An account of my experience with Melanoma - a mole on my leg - SLNB and future surgery to follow after positive diagnosis in sentinel node

Blog Entry

Hello - my ramble into this blog

  • Comments 6

I so wish I had come across this site or thought about looking into it years ago. Now I'm here it will be a random stream of thoughts and experiences.

I will be 45 on the 5th March - that's this Tuesday.

I'm a self employed textile designer - lately it's been going really well.

I live with my partner of 20 odd years and we have a adorably funny 7 year old boy who in my eyes is a miracle baby after 3 failed IVF attempts and more or less giving up hope.

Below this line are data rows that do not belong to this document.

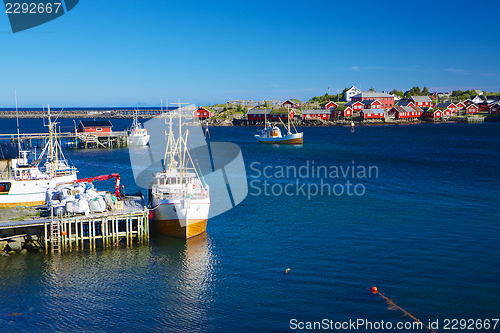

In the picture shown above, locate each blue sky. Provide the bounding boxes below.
[0,0,500,107]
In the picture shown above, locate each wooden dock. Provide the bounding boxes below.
[0,197,149,253]
[0,131,128,149]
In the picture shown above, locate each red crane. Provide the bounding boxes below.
[75,173,121,198]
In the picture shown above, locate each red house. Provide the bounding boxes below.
[344,101,363,112]
[443,109,453,118]
[422,109,443,120]
[321,101,338,110]
[352,91,394,109]
[436,103,457,114]
[302,109,330,120]
[408,96,432,108]
[361,99,382,109]
[76,120,113,136]
[477,102,490,112]
[267,109,295,121]
[193,106,214,120]
[396,99,415,106]
[465,104,479,114]
[387,106,423,120]
[359,109,385,121]
[332,106,353,118]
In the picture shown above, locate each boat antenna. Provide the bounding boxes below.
[14,89,21,156]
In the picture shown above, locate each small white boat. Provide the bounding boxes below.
[150,103,210,239]
[254,124,304,144]
[128,113,149,147]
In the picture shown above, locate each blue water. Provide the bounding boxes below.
[0,119,500,332]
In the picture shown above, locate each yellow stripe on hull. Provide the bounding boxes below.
[0,201,45,208]
[153,220,207,239]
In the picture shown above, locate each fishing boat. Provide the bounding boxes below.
[149,103,210,239]
[0,107,77,207]
[128,112,149,147]
[254,110,304,144]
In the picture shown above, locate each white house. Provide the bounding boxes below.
[345,86,362,102]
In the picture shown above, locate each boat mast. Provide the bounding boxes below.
[47,104,54,177]
[14,89,21,157]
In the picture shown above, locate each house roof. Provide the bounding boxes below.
[361,99,382,105]
[397,99,413,106]
[436,103,456,109]
[344,101,363,106]
[424,109,443,113]
[320,101,338,106]
[302,109,330,114]
[78,120,113,127]
[247,109,273,115]
[0,143,19,160]
[389,105,422,112]
[410,96,431,103]
[196,106,214,112]
[361,109,385,115]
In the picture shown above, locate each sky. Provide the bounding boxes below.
[0,0,500,107]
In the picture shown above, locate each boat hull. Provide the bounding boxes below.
[254,133,303,145]
[128,135,149,147]
[0,173,77,208]
[151,199,210,239]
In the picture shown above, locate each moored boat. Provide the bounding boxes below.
[150,104,210,239]
[0,108,77,207]
[254,106,304,144]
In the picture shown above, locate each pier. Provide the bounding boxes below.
[0,196,149,253]
[0,131,128,149]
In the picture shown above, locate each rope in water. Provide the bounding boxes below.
[372,287,437,333]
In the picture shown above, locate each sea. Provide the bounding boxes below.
[0,119,500,332]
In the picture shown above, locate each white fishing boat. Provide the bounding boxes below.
[254,106,304,144]
[0,108,77,207]
[150,103,210,239]
[128,113,149,147]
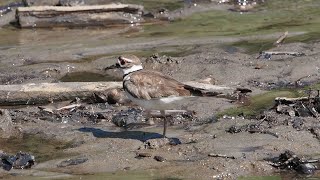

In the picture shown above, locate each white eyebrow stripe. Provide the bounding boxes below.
[122,58,132,62]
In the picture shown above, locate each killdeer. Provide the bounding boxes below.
[116,55,222,137]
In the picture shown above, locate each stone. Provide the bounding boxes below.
[0,109,14,138]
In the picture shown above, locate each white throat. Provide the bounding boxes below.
[122,64,143,75]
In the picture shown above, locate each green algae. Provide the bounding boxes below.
[141,0,320,37]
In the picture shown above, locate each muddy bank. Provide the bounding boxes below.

My mum had breast cancer in her early 40s. She had mastectomy and was on (a drug I can't remember the name of right now!) for the rest of her life.

Sadly at 69 she discovered she had colon cancer that had already spread to her liver. They suggested palliative care but she insisted on trying chemotherapy (she was a tough cookie)

My mum passed away just 3 months after diagnosis. After her first treatment of chemotherapy she died at home in bed from a heart attack - her friend was with her. I miss her terribly and 8 years on I still feel bad that I wasn't with her., even though I know I shouldn't.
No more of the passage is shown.